I had heard that there was a place one could go "to shape up," to help unload trucks in the middle of the night. Truck drivers stopped there and picked up helpers just before delivering. The spot was in Manhattan under the West Side Highway near the Washington Street meat markets - now a chic neighborhood of trendy restaurants, but then a dimly lit, out-of-the-way warehouse district. I set my alarm for 2:00 A.M., put on my boots, and went to meet Mark. I had told him that he better not stand me up, I did not want to give up a good night's sleep for nothing.
    Mark showed up on time and we moved toward a group of figures gathered around a fire in a big oil can with holes punched in the side. There was no conversation. No one looked happy to be there, and they did not seem pleased when Mark and I arrived, a distinctly odd couple of newcomers. We took our places in the outer ring, getting little benefit from the fire.  Soon the trucks began to appear. The driver climbed down from the cab and approached the group. He would quickly choose one man, who would go off with him. Then the next truck came.
    We waited more than two hours. I was not sure how to handle it if I were picked, intending to ask the driver to consider Mark. I did not know how that would work out. But the problem never came because, as dawn was breaking, Mark was chosen. He was laughing at me as he drove off.

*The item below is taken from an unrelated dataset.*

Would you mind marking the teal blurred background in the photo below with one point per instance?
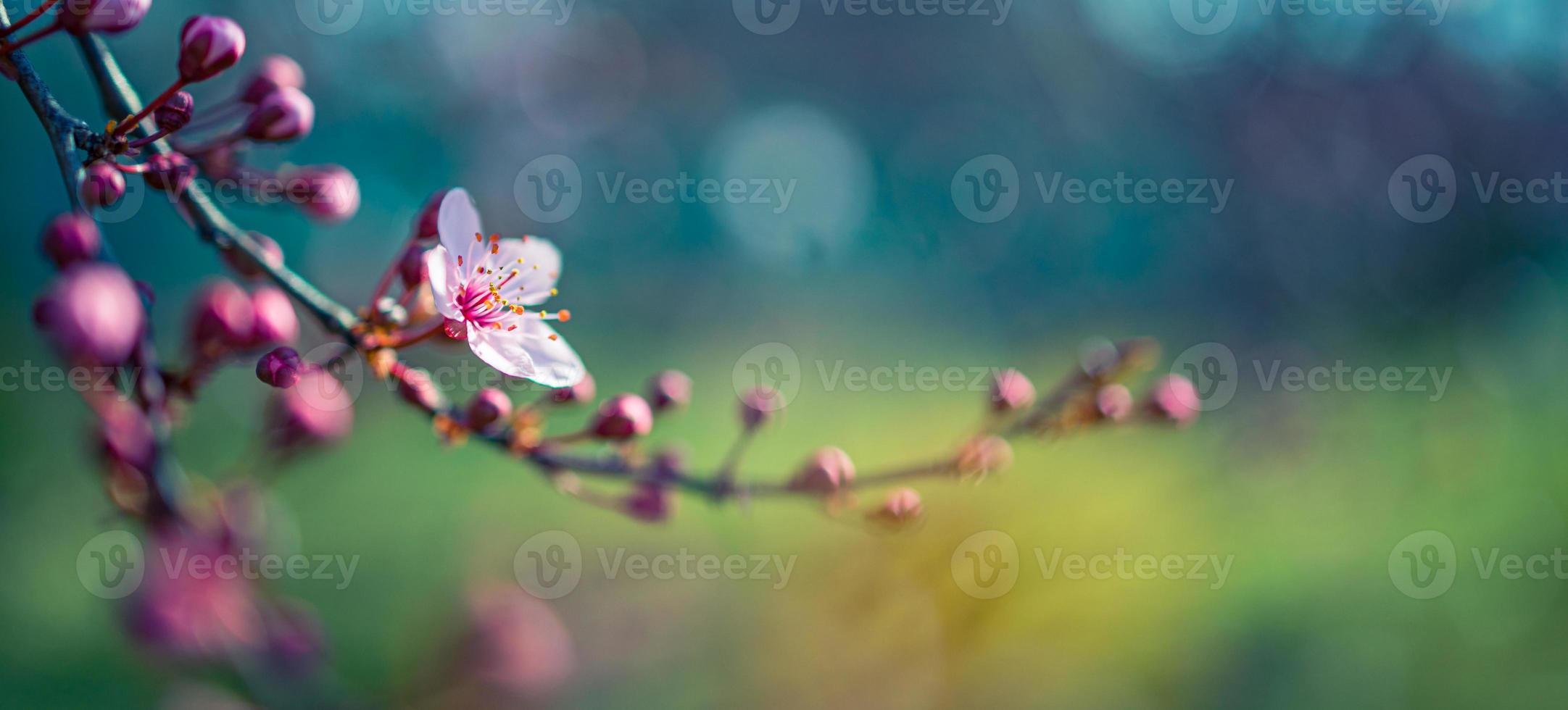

    It was not until I was on my way home to get ready to go to my actual job that I wondered whether anyone had thought about beating me up. One less man in the shape-up. But the group around the fire may have known I would not be chosen; I looked too weird.
    Mark found a job, then he disappeared from my radar. I hoped that meant that he was doing well.
    In the meantime Exodus House was growing. We raised money to build a halfway house across the street for men coming out of prison, and we prepared for our first arrivals. Then in a dispute, which seemed almost endemic to the drug rehab world, the city part of our work came unraveled. The board of Exodus House decided that neither Director Lynn Hageman nor I should live in the house ourselves. I favored, instead, having three shifts of staff and no live-in directors. We needed staff to be awake and responsible, three shifts a day, every day of the year. Lynn disagreed with me, organized some of our clients into pickets and was ready for war. I had no wish to turn East 103rd Street into the OK Corral. With immense regret, I left - and three quarters of the staff left with me- to create a new program. This was Reality House, on 145th Street in central Harlem. It was a similar operation. The whole prison team left Exodus House and became part of the staff of Reality House. We continued the prison visits without interruption.
    Then I teamed up with an amazing man named Leroy Looper, whom I knew from Exodus House. He was an ex-con and ex-addict with an astonishing gift for group work. He had shown me at Exodus House that it was possible to run an effective recovery group for ex-addicts without tearing people up psychologically as they did in Synanon and Daytop. Leroy became the director of Reality House; I was the administrator. He was responsible for the operations, while I raised money and connected to the various agencies. We established Reality House and then Leroy suddenly left, off to the West Coast.
    He arrived in San Francisco without money, friends or connections, but quickly began to assemble the group and the funds which have made a major contribution to helping homeless and mentally ill people there. Leroy helped confirm for me the power of group work. A 1987 New Yorker profile of him later described his continuing self transformation from violent man in the street to leader at Reality House and, later, Executive Director of Cadillac House, a home for people who are mentally ill in California. He was a charismatic, resourceful person, destined to go farther than most of us -and he reinforced my conviction that the same efforts that had brought him out of the deep hole that had once been his life could also bring others up to the surface.